By using the layer-by-layer electrodeposited ITO (indium tin oxide, ITO)/Au (gold, Au)/BiOI (bismuth oxyiodide, BiOI) electrode as the substrate, NaYF₄:Yb³⁺, Tm³⁺@NaGdF₄:Yb³⁺ core/shell upconversion nanoparticles (UCNPs) as the signal tags, a multi-functional sensing platform with triple qualitative (smartphone-based naked eye readout, PEC and fluorescence (FL)) capability and dual quantitative (PEC and FL) capability was developed for the high-accuracy detection of prostate-specific antigen (a biomarker for prostate cancer diagnosis). Based on the antigen-antibody biospecific recognition reaction, we realized the PEC mode sensing (linear range：0.001 ~ 50 ng/mL) ; while the specific enzyme cleavage ability of PSA to 6-carboxyfluorescein (FAM) labeled helical peptide (CGHSSKLQK-FAM) can realize fluorescence analysis (linear range：0.01 ~ 50 ng/mL). In addition, under the excitation of 980 nm near-infrared laser, the signal antibody (Ab₂)@UCNPs bioconjugate can emit purple fluorescence as a signal tag, which can be applied to smartphone-based qualitative readout. In addition, for very low-concentration samples, we can selectively use more sensitive analytical detection techniques for detection to meet the sensitivity requirements of different analytical indicators. When the FAM-labeled polypeptide (-SKLQK-FAM) was cleaved by PSA, we collected it and diluted to an appropriate concentration for single-molecule fluorescence detection by Nikon super-resolution fluorescence microscopy. Taking the advantage of the one-step photobleaching feature of single-molecule fluorescence, we counted the number of photobleaching spots to determine the corresponding relationship with the concentration of PSA, and performed sensitive detection of PSA with a detection limit of 0.005 ag/mL (S/N=3). This work combined the advantages of different technologies and maximize the serodiagnosis accuracy of PSA, also provides a new idea for the design of multi-signal readout sensors.

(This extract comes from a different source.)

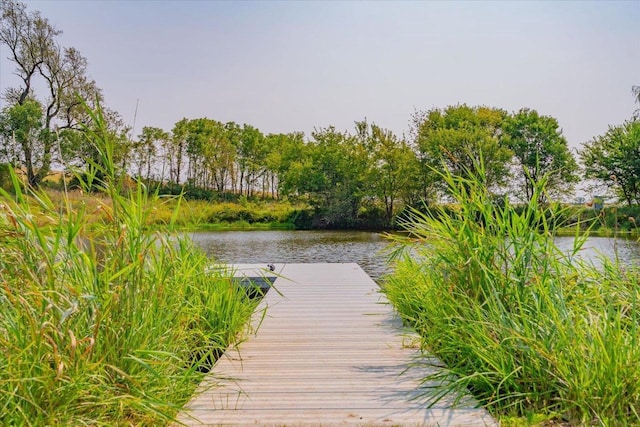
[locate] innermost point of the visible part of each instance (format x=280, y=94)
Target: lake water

3．Electrochemical and ultraviolet photolysis-induced fluorescence combined dual-mode sensing platform

In this work, we constructed a general-purpose dual-mode sensing detection platform with electrochemical and fluorescence functions，and can achieve accurate quantification of carcinoembryonic antigen (CEA) in the range of 0.1 to 50 ng/mL. First, the DNA aptamer capture chain is modified on the gold electrode through gold-sulfur bond, then the short-chain DNA modified with FAM was fixed on the electrode, and then the target (CEA) and CEA antibody modified upconverting nanoparticle bioconjugates (Ab@UCNPs) was added to finish the sensing platform. The experimental principle: a CEA aptamer DNA containing a redox-labeled methylene blue (MB) stem-loop structure at the 5' end was used as the capture chain; and a short DNA strands contains a fluorescent group (FAM) and a linker that can be cleaved by ultraviolet light (PCLinker) was used as the photocleavable strands to release FAM. With the presence of CEA, Ab@UCNPs as a signal label can combined with CEA, so that the MB originally close to the electrode surface was away from the Au electrode surface, resulting in a reduced redox current; on the other hand, under the irradiation of 980 nm infrared laser, the UCNPs can emitte ultraviolet light to photocleavage PCLinker and release FAM to generate fluorescence, thereby realizing dual-mode electrochemical and fluorescence readout. Compared with single-signal output sensing, this dual-mode sensing platform has higher detection accuracy due to the advantage that the two signals can support for each other. As a universally designed dual-signal readout sensing platform, this platform can realize dual-mode detection of various substances by selecting appropriate aptamers, and have a great potential for future applications.